As for the politically connected who travel to see and hear Joshua in Nigeria, they include Ghanaian president John Atta Mills, of whom it is claimed that “Joshua had prophesied his victory in the Ghanaian polls, specifying there would be three elections and the results would be released in January.” Atta Mills has described Joshua as a mentor. A Zimbabwean newspaper reported that prime minister Morgan Tsvangirai visited Joshua’s church in September. So have other leaders of Tsvangirai’s MDC movement as well as Mugabe’s ZANU-PF. Some were hoping it would give them an edge in party political contests. The same newspaper mentioned a few other high profile guests: former presidents Frederick Chiluba (Zambia), Pascal Lissouba (Congo-Brazzaville), André Kolimba (Central African Republic), Omar Bongo (Gabon) and Zulu King Goodwill Zwelithini (who came to testify about his “daughter’s healing from epilepsy”). The president of Zimbabwe’s football association Cuthbert Dube also claimed to be healed by Joshua.

Not all governing elites are as welcoming. Cameroon has banned Joshua.
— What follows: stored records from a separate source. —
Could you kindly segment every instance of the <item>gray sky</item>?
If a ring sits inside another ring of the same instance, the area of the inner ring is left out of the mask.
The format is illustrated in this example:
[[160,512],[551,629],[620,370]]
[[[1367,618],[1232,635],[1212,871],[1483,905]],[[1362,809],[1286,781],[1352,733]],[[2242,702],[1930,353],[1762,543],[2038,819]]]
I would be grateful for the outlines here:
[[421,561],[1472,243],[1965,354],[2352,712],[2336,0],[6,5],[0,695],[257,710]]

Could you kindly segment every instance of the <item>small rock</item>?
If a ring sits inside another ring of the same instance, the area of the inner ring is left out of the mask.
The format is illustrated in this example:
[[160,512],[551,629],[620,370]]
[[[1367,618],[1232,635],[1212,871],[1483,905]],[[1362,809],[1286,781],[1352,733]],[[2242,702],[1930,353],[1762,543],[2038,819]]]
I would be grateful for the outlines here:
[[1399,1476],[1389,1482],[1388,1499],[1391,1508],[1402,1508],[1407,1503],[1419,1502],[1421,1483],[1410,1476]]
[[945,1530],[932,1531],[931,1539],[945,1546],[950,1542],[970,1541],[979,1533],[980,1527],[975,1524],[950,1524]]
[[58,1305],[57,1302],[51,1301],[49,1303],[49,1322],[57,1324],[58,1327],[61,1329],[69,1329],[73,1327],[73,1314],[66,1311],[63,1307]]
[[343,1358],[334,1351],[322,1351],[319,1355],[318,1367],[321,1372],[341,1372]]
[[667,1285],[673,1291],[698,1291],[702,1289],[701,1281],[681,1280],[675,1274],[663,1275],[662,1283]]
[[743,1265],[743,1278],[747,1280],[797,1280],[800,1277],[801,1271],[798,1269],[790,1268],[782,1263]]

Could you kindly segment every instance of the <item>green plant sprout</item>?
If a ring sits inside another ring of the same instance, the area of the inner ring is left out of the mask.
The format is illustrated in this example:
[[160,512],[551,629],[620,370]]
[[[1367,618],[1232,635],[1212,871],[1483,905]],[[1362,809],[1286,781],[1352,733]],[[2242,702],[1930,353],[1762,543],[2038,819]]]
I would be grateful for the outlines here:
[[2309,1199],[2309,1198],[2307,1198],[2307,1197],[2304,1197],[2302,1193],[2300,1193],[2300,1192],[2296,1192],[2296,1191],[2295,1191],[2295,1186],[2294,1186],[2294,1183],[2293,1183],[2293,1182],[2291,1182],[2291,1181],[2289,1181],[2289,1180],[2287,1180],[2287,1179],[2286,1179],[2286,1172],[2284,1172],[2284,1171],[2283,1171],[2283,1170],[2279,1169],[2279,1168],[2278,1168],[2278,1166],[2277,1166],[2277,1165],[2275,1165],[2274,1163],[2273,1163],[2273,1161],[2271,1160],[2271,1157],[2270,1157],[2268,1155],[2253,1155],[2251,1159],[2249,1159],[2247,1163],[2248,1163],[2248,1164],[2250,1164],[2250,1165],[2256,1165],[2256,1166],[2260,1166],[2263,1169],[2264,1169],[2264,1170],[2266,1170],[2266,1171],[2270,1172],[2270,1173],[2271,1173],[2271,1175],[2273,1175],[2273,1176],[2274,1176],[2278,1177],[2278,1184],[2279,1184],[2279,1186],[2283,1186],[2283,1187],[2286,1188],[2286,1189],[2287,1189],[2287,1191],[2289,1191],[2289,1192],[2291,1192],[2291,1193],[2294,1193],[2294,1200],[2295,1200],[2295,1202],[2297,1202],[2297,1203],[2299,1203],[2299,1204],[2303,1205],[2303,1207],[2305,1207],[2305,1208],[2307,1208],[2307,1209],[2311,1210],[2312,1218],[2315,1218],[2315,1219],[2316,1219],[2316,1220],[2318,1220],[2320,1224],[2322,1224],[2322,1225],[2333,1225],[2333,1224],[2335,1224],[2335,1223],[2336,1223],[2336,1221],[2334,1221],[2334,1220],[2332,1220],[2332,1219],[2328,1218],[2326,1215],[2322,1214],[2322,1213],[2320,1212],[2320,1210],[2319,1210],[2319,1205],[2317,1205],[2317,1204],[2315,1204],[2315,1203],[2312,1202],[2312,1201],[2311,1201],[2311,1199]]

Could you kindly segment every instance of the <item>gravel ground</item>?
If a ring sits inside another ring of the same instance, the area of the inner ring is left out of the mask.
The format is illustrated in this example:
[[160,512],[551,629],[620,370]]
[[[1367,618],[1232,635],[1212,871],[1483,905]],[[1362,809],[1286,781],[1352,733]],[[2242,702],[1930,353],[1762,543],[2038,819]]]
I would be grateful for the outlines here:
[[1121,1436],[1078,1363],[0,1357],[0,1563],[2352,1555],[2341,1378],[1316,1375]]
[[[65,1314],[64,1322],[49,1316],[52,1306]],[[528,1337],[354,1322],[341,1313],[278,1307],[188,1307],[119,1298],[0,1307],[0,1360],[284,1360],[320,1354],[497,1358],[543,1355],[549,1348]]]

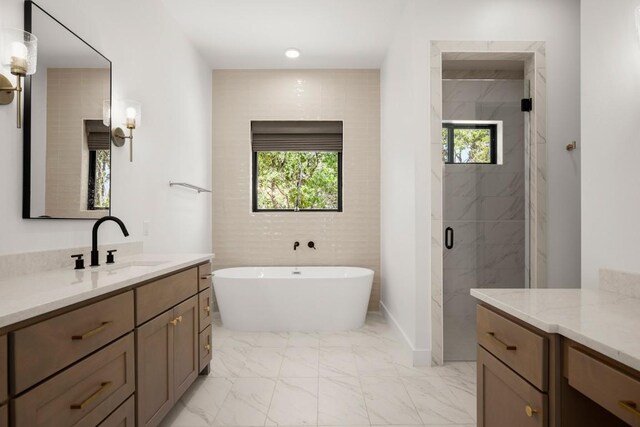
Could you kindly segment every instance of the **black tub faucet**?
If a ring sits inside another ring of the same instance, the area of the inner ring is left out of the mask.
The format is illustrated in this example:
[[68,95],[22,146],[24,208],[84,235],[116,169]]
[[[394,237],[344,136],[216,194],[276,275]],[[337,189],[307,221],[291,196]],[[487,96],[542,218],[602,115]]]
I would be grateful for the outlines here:
[[298,246],[300,246],[300,242],[295,242],[293,244],[293,250],[295,251],[296,249],[298,249]]
[[100,224],[105,221],[116,222],[120,226],[122,234],[124,234],[125,237],[129,235],[124,222],[122,222],[118,217],[107,215],[97,220],[96,223],[93,224],[93,231],[91,232],[91,267],[97,267],[100,265],[100,254],[98,252],[98,228],[100,227]]

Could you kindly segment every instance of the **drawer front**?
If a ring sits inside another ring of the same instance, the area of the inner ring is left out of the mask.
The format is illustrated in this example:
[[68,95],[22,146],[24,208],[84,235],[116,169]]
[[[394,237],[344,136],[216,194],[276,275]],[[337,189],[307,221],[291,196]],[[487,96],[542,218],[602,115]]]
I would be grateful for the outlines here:
[[478,347],[478,426],[545,427],[548,396]]
[[24,391],[133,328],[129,291],[14,332],[12,391]]
[[211,295],[211,288],[209,289],[205,289],[204,291],[200,292],[198,294],[198,312],[200,320],[199,320],[199,324],[200,324],[200,328],[199,330],[202,331],[204,330],[204,328],[206,328],[207,326],[211,326],[211,312],[212,310],[212,295]]
[[202,264],[198,267],[198,290],[203,291],[211,287],[211,263]]
[[547,338],[478,305],[478,343],[541,391],[548,389]]
[[569,346],[569,385],[632,426],[640,426],[640,380]]
[[136,325],[153,319],[197,293],[196,267],[140,286],[136,289]]
[[135,391],[133,333],[13,400],[15,427],[95,426]]
[[9,408],[7,405],[0,406],[0,427],[9,427]]
[[134,427],[136,424],[136,398],[131,396],[98,427]]
[[204,368],[207,367],[207,365],[209,364],[209,362],[211,362],[211,355],[212,355],[212,349],[211,349],[211,325],[207,326],[207,328],[200,332],[200,372],[202,372],[202,370]]
[[7,336],[0,337],[0,404],[7,400],[9,395],[9,376],[7,375],[9,363],[7,362]]

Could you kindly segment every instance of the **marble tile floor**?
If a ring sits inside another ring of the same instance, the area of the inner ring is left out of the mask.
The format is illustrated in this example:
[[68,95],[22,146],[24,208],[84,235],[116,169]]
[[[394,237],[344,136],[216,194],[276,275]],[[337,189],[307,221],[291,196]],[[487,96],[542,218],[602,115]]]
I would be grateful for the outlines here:
[[213,325],[214,355],[163,427],[476,424],[473,362],[414,368],[378,314],[336,333]]

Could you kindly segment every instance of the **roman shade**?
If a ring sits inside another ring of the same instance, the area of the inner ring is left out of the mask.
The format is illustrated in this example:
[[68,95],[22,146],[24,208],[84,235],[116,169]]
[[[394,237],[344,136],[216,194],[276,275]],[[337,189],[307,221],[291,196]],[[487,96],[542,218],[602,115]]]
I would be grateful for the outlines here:
[[252,121],[251,149],[342,152],[342,122]]
[[89,151],[108,150],[111,144],[109,127],[102,120],[85,120],[84,130],[87,133]]

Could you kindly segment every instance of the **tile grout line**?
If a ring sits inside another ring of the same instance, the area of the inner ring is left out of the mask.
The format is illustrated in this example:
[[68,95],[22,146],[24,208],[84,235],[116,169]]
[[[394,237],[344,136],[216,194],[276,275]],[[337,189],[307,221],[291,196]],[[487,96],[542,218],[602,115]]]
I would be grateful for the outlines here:
[[[285,344],[284,352],[286,352],[287,346],[289,344],[289,336],[290,334],[287,333],[287,344]],[[273,392],[271,393],[271,399],[269,399],[269,406],[267,407],[267,413],[265,414],[264,422],[262,423],[263,426],[266,426],[267,421],[269,421],[269,412],[271,412],[271,405],[273,404],[273,398],[276,395],[276,388],[278,387],[278,381],[280,381],[280,371],[282,370],[282,364],[284,363],[284,352],[282,353],[282,360],[280,361],[280,366],[278,367],[278,372],[276,373],[276,376],[274,379],[275,383],[273,385]]]

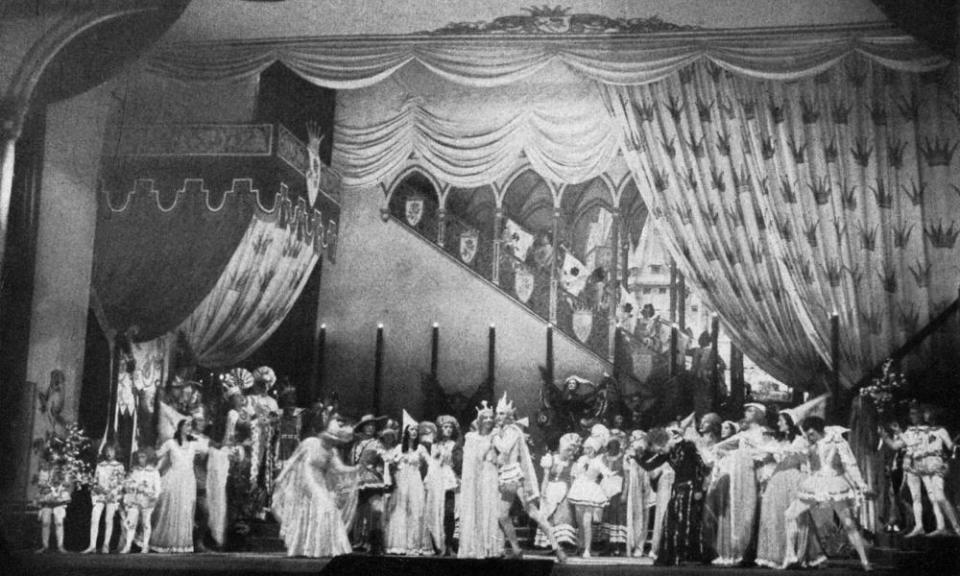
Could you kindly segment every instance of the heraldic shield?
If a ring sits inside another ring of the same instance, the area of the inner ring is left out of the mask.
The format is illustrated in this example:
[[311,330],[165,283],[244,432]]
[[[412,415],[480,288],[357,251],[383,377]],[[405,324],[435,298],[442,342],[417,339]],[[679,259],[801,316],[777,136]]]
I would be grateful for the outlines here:
[[575,311],[573,333],[577,335],[577,339],[586,344],[591,332],[593,332],[593,311],[589,308]]
[[416,226],[423,219],[423,196],[411,196],[407,198],[405,217],[407,224]]
[[517,298],[524,304],[533,295],[533,272],[522,264],[518,265],[514,271],[513,291],[517,293]]
[[460,233],[460,259],[466,264],[472,264],[477,256],[479,233],[476,230],[467,230]]

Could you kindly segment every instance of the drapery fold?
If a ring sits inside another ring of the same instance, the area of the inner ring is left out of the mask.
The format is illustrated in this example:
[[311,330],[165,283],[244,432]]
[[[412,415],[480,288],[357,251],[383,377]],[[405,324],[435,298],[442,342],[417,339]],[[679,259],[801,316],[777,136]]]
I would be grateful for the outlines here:
[[696,60],[750,76],[789,80],[820,72],[857,52],[901,70],[946,62],[890,27],[786,31],[702,31],[638,36],[490,36],[278,39],[160,46],[148,70],[184,80],[220,81],[283,62],[308,80],[338,90],[370,86],[413,62],[447,80],[502,86],[560,62],[603,84],[655,82]]
[[851,56],[604,91],[654,225],[738,345],[781,379],[823,374],[836,313],[849,386],[955,297],[955,82]]
[[233,366],[259,348],[293,308],[318,259],[296,226],[251,221],[213,290],[177,329],[200,365]]
[[382,182],[413,157],[444,182],[478,187],[502,177],[521,155],[547,179],[576,183],[602,174],[619,153],[616,127],[595,91],[559,110],[540,99],[518,107],[507,118],[464,121],[410,98],[382,122],[338,124],[333,163],[350,186]]

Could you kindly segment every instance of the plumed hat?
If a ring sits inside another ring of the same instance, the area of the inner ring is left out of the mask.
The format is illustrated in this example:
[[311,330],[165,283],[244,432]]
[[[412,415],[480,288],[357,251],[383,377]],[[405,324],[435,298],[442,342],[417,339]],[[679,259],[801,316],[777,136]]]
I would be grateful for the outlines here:
[[413,416],[410,415],[406,410],[403,411],[403,431],[406,432],[411,426],[417,426],[419,422],[413,419]]
[[273,368],[261,366],[253,371],[253,381],[262,383],[263,387],[269,390],[277,383],[277,375],[274,373]]

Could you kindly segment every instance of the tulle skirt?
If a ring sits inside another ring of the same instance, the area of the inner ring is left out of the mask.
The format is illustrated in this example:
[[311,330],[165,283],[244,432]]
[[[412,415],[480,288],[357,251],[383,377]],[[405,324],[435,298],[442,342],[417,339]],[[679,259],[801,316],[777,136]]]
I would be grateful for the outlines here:
[[582,477],[573,481],[567,498],[570,499],[570,503],[574,506],[586,506],[590,508],[603,508],[609,501],[600,484]]
[[[309,466],[304,468],[301,473],[315,473]],[[273,494],[273,512],[280,522],[287,556],[325,558],[349,554],[352,548],[347,528],[325,479],[317,478],[319,486],[313,490],[298,474],[290,474],[288,479],[278,483]]]
[[720,476],[710,487],[707,506],[710,508],[708,529],[716,558],[713,563],[732,566],[744,560],[757,511],[757,480],[753,458],[746,450],[736,450],[719,463]]
[[387,515],[388,554],[418,555],[432,551],[429,528],[424,522],[426,492],[420,469],[406,463],[397,472],[397,488],[390,497]]
[[842,503],[853,504],[859,493],[843,476],[811,475],[800,483],[797,499],[806,504]]
[[193,552],[193,514],[197,479],[193,463],[175,466],[160,480],[160,498],[153,513],[150,549],[154,552]]
[[[547,482],[540,499],[540,513],[553,526],[553,537],[558,544],[577,546],[577,528],[573,509],[567,499],[567,488],[566,482]],[[550,546],[550,539],[539,528],[534,545],[540,548]]]

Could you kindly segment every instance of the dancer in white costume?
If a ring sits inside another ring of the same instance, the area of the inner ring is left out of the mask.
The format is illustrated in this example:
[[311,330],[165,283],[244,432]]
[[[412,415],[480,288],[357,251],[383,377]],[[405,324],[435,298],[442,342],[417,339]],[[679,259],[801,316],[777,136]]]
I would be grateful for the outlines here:
[[305,439],[284,464],[273,493],[273,515],[287,556],[340,556],[352,551],[338,500],[356,490],[356,468],[346,466],[337,447],[353,430],[329,408],[323,432]]

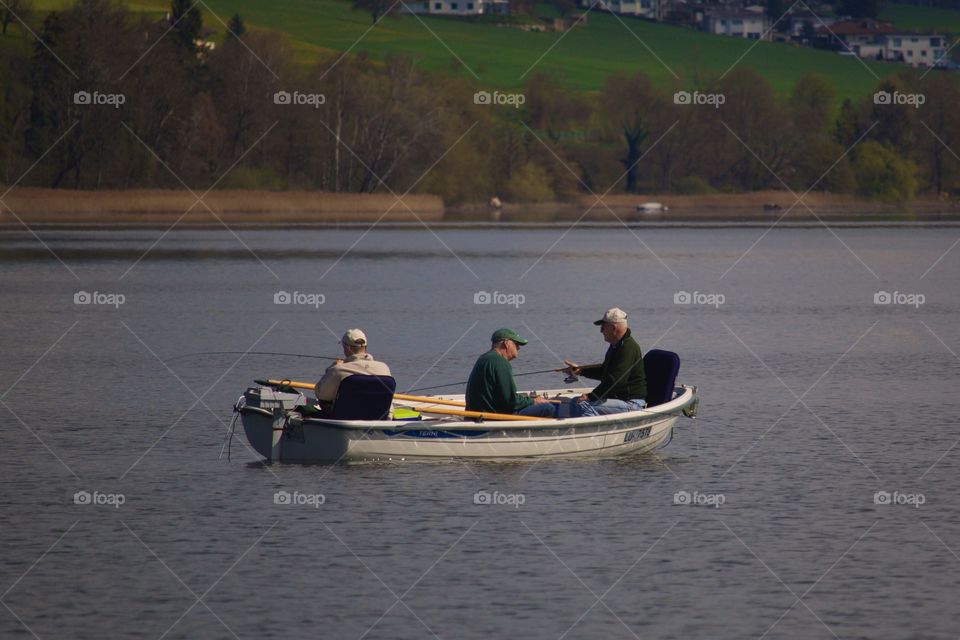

But probably the most curious recent guest at Joshua’s church has been Winnie Mandela, seen in this recent video, below, with Joshua’s Emmanuel TV referring to herself as “the grandmother of Africa,” blaming everything on modernity (except Christianity of course) and suggesting Africa needs “democracy of a special type”:

Given some of our obsession with South Africans, we keep wondering why do South Africans travel to Nigeria, when they have their own miracle-making farmer at home?

Comments

  1. S Phillips says:

    Fascinating! I saw a billboard for an evangelical preacher in Abuja with huge letters reading “The Unstoppable Enlargement.” I was wondering what that was supposed to mean, exactly. Now I think it refers to his bank account.

  2. Prophet JB Joshua is spreading the gospel of the lord to people of different origins and to far and wide places. Is that not preaching the gospel is supposed to be?

  3. ebele says:

    If these prophets are so mighty why don’t they fix Nigeria? Now that would be a miracle …

    I found what Winnie had to say curious. ‘Democracy of a special type’ sounds ominously like the well known single party beast we saw all over Africa in the 60s and 70s in various civilian and military garb. However, I found what she had to say about the cultual identify of Nigerians, and TB Joshua’s appeal to young people, interesting and useful, if a little vague. It put her positioning on the Malema affair into useful context too.

    Couldn’t but notice the tangle with the interviewer over ‘ mother of Africa’ and ‘ Grandmother of Africa’. Makes us all sound like kids here….

  4. Niikwiuma Quaye. says:

    I personally think we should leave them to do what they have been anointed to do and not criticize .After all it is stated specifically in the holy book that greater works are we going to do than what JESUS did.I believe in what the lords anointed do.

  5. Zekarias Eshetu says:

    The question is “is there an actual healing process going on in the church?”. If there is not, well the guy is a super trick worker who managed to fool billions of people all around the world in this modern and mentally advanced society. but if this man is a man of God and everything is real we are criticizing the work God himself.

  6. Anon says:

    I’m watching the man (TB Joshua) from Barbados in the Caribbean. The man is great. Why should Christians be poor and those who don’t know Jesus be rich? Some of the richest men mentioned in the bible who were men of God were some of the riches in the world.

    Persons who would frown on the people of God being wealthy today, would have frown on leaders in the bible.